What Lovers Do(57)



I no sooner start washing Cersei and Shep’s laughter fills the room. It gives me goose bumps. However, I pause a minute before glancing over my shoulder because I know that laughter isn’t for me. Someone else is the lucky recipient of that level of happiness and the smile I’m sure accompanies it. As if my head is on a squeaky swivel that I don’t want anyone to hear, I turn ever so slowly until I see Riley (the perky new employee) clinging to Shep’s arm like it’s the only thing keeping her standing as she cries in silent laughter.

Really, she should take a breath. I can’t imagine what could be that funny. Unless they’re talking about my life. It’s hysterical. A tragicomedy.

A pickle.

A quandary.

A muddle.

“You kill me, Shep,” Riley says as she peels herself from his arm and floats three feet away to assist a customer.

What’s she doing here? I thought she was working weekends and every other Wednesday night. It’s a Thursday.

“Your friend is here, Shep,” Marta says, and I whip my head back around and focus on my dirty dog.

“Look what the cat dragged in,” he says.

Dog. And Cersei hardly dragged me in here. It’s really the other way around. Thank god she can’t tell him that.

“Oh, hey.” I smile when he positions himself on the opposite side of the wash bay.

“What happened? She looks like she rolled in mud? Where’d she get into mud? Did it rain when I was in the back room?”

Why does he have to be such a detective? Does it matter where she got into mud? Does he ask all the other customers twenty questions regarding the location and circumstances that led to their dogs needing a bath? I think not.

“I see Riley’s working Thursdays now.” That’s my answer to his line of questioning.

“What?” Shep narrows his eyes. It takes him a few extra seconds to catch up to my shifting of the conversation away from my dirty dog antics to his new employee being here on a Thursday. My mind goes wild, like a pack of dogs off leash.

What were they doing in the back room?

Why must she lean on him when she’s laughing?

Does she have a boyfriend squatting at her place?

Is she carrying someone else’s baby?

Would she run out on Shep if he tried to tie her to his bed?

Am I losing my fucking mind?

So many good questions. Maybe I don’t have a classic case of morning sickness driving me to stay in bed or remain within feet of a toilet, but something wonky is going on with my thoughts.

“Nothing.” There’s no need to repeat my Riley observation since I have no point in making it.

“Are you…” his confusion turns into a smirk “...jealous of Riley?”

“Do I look jealous of Riley?” I soap Cersei. It’s an honest question because yeah, I feel jealous of Riley, and I’m curious if that really shows.

Shep helps me suds my wiggly dog. “I thought you were going to call me to meet up at the park.”

“I thought you were going to call me,” I say.

“The park was your idea. And I told you to call me when it would work for you.”

Keeping my gaze on Cersei as I rinse her off, I shrug. “Well, clearly you didn’t care to meet me since you weren’t going to call if I didn’t call.”

“Really. What’s going on here? I detect an angry tone.
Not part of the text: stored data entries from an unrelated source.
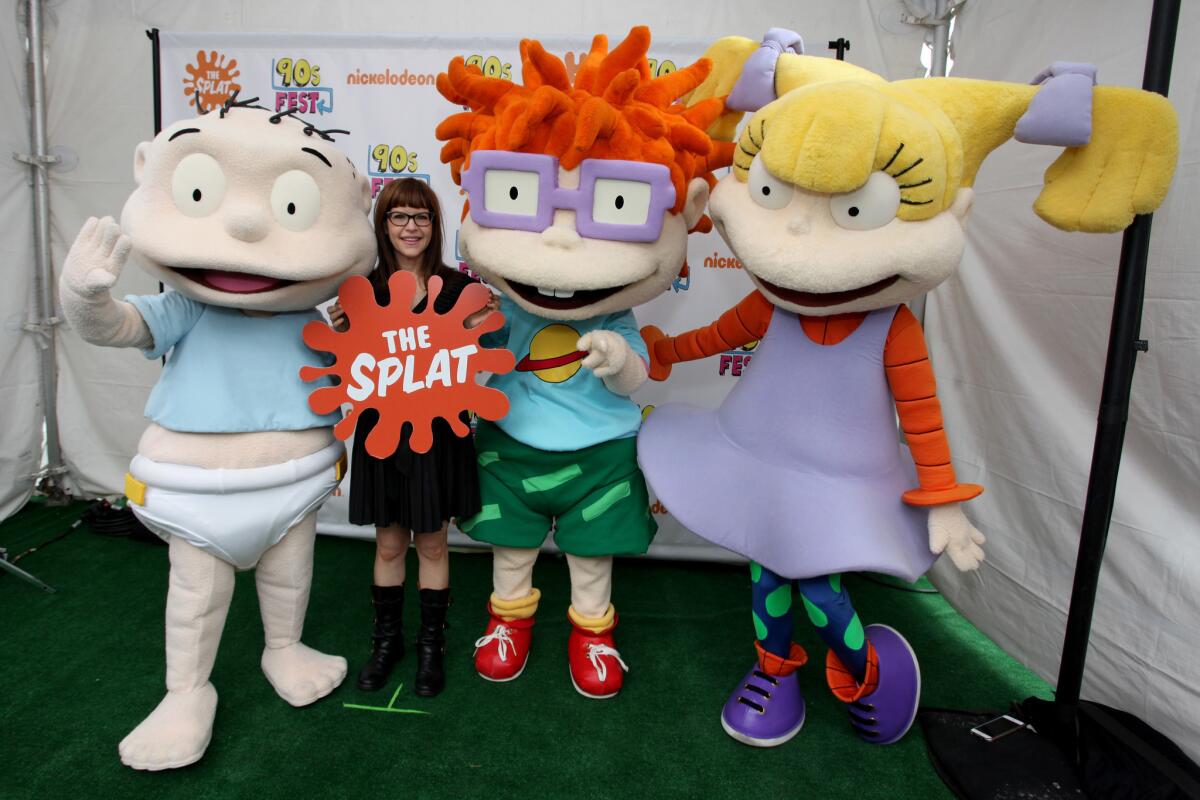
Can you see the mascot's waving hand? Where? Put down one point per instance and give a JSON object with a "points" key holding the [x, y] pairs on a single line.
{"points": [[849, 197]]}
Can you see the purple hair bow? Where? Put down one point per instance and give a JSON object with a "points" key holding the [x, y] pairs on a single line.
{"points": [[756, 84], [1061, 112]]}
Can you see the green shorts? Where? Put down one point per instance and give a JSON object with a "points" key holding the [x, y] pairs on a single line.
{"points": [[595, 498]]}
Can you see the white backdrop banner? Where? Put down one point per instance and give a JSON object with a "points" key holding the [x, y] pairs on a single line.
{"points": [[382, 90]]}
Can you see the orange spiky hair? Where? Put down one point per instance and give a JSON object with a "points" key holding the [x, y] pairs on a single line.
{"points": [[613, 110]]}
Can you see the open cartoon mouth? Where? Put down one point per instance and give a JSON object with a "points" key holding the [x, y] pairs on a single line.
{"points": [[821, 300], [233, 282], [562, 299]]}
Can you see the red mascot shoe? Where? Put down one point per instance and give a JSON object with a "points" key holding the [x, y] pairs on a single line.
{"points": [[597, 668], [502, 653]]}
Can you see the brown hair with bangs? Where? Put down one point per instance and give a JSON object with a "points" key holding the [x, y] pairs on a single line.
{"points": [[412, 193]]}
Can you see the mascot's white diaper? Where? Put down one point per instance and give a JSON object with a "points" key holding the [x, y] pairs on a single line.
{"points": [[234, 513]]}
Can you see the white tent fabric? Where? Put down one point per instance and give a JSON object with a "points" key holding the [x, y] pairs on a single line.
{"points": [[1019, 342], [21, 397]]}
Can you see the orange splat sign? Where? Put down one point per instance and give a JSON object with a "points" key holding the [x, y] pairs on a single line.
{"points": [[409, 366]]}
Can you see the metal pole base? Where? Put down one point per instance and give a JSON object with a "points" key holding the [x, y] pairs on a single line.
{"points": [[21, 573]]}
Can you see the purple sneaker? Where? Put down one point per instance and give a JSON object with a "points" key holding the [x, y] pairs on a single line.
{"points": [[885, 715], [765, 710]]}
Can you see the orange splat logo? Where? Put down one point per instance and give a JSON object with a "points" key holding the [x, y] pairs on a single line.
{"points": [[411, 366], [210, 83]]}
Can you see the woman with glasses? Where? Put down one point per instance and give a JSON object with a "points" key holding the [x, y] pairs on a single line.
{"points": [[407, 495]]}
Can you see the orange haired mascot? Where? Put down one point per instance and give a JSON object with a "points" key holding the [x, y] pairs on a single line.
{"points": [[580, 200]]}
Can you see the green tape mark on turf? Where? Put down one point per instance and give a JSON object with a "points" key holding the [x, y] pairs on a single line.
{"points": [[389, 708], [611, 498], [551, 480], [489, 512], [779, 601]]}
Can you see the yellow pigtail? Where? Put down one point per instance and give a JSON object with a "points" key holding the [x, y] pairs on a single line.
{"points": [[727, 55], [983, 113], [796, 71], [1125, 169]]}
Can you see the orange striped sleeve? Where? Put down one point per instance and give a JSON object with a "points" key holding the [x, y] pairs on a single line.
{"points": [[739, 325], [911, 378]]}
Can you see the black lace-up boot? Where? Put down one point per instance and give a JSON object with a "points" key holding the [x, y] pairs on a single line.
{"points": [[431, 643], [388, 639]]}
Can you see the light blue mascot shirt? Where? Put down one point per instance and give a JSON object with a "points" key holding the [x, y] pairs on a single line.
{"points": [[553, 402], [229, 372]]}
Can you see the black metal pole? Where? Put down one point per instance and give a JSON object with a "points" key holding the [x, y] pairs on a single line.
{"points": [[153, 34], [1123, 347]]}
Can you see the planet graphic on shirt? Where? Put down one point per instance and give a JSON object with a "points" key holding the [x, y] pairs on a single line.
{"points": [[552, 355]]}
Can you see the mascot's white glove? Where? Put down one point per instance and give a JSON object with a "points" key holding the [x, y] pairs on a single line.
{"points": [[951, 531], [93, 266], [609, 356], [96, 258]]}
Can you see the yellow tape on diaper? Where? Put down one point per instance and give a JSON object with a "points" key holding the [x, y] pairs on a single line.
{"points": [[135, 489]]}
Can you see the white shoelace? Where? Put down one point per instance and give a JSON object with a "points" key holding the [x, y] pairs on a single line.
{"points": [[505, 641], [595, 651]]}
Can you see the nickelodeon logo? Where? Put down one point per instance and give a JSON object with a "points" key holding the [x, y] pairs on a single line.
{"points": [[718, 262], [389, 78]]}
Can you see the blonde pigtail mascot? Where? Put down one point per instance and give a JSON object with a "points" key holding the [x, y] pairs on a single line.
{"points": [[581, 194], [251, 218], [849, 197]]}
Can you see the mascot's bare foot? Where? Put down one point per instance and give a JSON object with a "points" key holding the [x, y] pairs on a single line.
{"points": [[300, 674], [175, 734]]}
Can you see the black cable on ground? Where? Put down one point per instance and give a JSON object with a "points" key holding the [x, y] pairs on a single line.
{"points": [[105, 518]]}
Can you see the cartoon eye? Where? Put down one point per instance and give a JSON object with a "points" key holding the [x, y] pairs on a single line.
{"points": [[766, 190], [295, 199], [510, 191], [198, 185], [621, 203], [871, 205]]}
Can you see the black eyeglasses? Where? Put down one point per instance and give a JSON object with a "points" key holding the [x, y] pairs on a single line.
{"points": [[399, 218]]}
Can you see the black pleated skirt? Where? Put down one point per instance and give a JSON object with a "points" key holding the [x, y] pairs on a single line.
{"points": [[418, 491]]}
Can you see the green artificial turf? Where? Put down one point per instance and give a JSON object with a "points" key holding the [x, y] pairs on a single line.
{"points": [[82, 667]]}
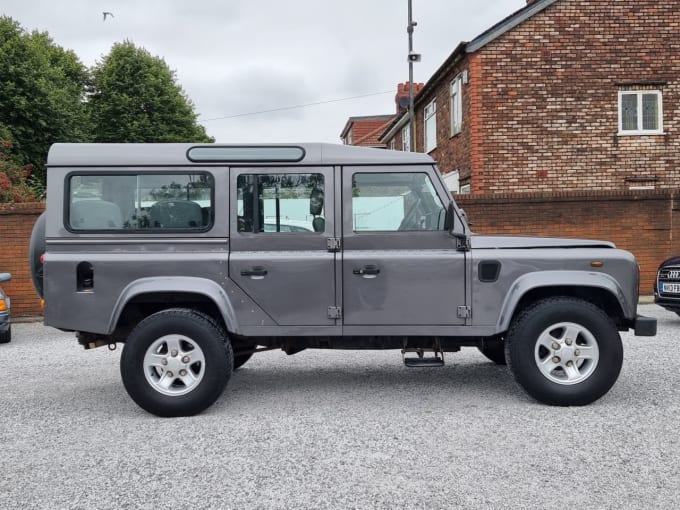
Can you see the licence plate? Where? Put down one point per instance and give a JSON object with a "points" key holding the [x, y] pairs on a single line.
{"points": [[671, 288]]}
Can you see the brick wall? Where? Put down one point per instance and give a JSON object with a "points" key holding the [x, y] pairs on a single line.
{"points": [[646, 223], [16, 225], [549, 98]]}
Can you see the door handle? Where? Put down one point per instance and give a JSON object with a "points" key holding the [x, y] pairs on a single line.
{"points": [[255, 273], [367, 272]]}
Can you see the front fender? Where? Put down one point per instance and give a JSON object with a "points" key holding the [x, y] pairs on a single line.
{"points": [[176, 284], [543, 279]]}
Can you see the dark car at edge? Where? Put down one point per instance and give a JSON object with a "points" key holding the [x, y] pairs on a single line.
{"points": [[667, 285]]}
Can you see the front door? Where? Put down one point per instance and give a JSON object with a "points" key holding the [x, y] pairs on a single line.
{"points": [[281, 219], [400, 266]]}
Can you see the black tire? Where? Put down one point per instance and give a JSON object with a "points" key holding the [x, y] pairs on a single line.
{"points": [[494, 350], [35, 250], [558, 382], [193, 330], [6, 336]]}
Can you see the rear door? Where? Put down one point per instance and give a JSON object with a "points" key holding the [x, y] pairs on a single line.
{"points": [[400, 266], [280, 221]]}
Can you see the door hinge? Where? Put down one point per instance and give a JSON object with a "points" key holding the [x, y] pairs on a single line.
{"points": [[463, 243], [334, 244], [464, 312]]}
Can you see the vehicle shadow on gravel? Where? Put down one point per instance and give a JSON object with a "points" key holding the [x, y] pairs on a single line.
{"points": [[471, 379]]}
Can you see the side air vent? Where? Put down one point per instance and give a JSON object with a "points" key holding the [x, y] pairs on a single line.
{"points": [[489, 270]]}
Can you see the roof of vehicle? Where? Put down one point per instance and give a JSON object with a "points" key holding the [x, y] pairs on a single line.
{"points": [[176, 154]]}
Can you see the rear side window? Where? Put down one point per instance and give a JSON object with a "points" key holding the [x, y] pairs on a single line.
{"points": [[280, 203], [149, 202], [390, 202]]}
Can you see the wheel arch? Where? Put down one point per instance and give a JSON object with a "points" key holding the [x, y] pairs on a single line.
{"points": [[149, 295], [597, 288]]}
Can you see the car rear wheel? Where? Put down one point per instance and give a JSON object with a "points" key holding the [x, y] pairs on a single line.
{"points": [[176, 363], [564, 351]]}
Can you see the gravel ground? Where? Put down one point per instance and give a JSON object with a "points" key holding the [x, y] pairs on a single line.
{"points": [[337, 430]]}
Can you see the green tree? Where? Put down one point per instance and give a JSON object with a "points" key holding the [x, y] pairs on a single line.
{"points": [[135, 98], [41, 94]]}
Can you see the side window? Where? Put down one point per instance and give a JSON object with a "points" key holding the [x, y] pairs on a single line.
{"points": [[388, 202], [140, 202], [280, 203]]}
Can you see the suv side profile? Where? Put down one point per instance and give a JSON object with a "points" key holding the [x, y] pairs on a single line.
{"points": [[187, 255]]}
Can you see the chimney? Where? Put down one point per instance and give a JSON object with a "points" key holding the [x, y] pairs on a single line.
{"points": [[401, 98]]}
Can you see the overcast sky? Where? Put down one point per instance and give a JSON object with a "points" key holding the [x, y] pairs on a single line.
{"points": [[237, 57]]}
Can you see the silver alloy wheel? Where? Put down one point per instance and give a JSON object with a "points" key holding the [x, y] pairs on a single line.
{"points": [[174, 365], [566, 353]]}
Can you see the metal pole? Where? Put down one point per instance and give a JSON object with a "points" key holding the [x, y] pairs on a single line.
{"points": [[411, 116]]}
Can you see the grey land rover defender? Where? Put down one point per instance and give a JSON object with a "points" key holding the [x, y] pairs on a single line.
{"points": [[196, 257]]}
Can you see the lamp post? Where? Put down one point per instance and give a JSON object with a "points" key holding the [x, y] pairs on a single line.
{"points": [[412, 57]]}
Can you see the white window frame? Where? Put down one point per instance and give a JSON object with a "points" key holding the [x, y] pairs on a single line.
{"points": [[456, 92], [406, 138], [430, 132], [452, 181], [640, 130]]}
Have I done something wrong? After dinner with my parents and what happened following that, I assumed you needed some space. Was that not correct?”

I squeeze the excess water from Cersei’s front side as he works on her backside. Shep has been doing all kinds of wrong things.

Smiling.

Laughing.

Flirting.

Looking sexy.

Existing on the same planet as my pregnant and unavailable self.

“I have a friend going through some … things.” I pause, eyeing him for a second as he works the towel over Cersei. “She broke up with her boyfriend, but he won’t move out. Now she has to go through an actual eviction process which could take months to get him out.”

Shep sets the towel aside and takes Cersei to the drying station. “Sounds about right.” He nods.

“Right? No. There is nothing right about it. It’s her house. The mortgage is in her name. She makes the mortgage payments. He hasn’t even had—” I bite my tongue before my rant goes into overdrive.

“Typical.” He shakes his head. “By ‘right’ I meant typical. I agree. He shouldn’t have a right to stay there, but the law seems to allow good people to live on the street while protecting freeloaders.”

“What should she do?” I ruffle Cersei’s coat while Shep continues to dry it.

A smirk bends his lips. “She should have better taste in men.”

Okay. I deserve that. She (imaginary friend) deserves that.

“For the record, the guy had a job when they met. And he was handsome and charming. My friend is a sucker for love; she simply has the worst luck with men.”

“Maybe it’s a sign.”

“What do you mean?”

He shrugs. “Maybe she needs to figure out why she has the worst luck with men.”

“It’s luck, Shep, for which the whole mysterious concept implies lack of human control.”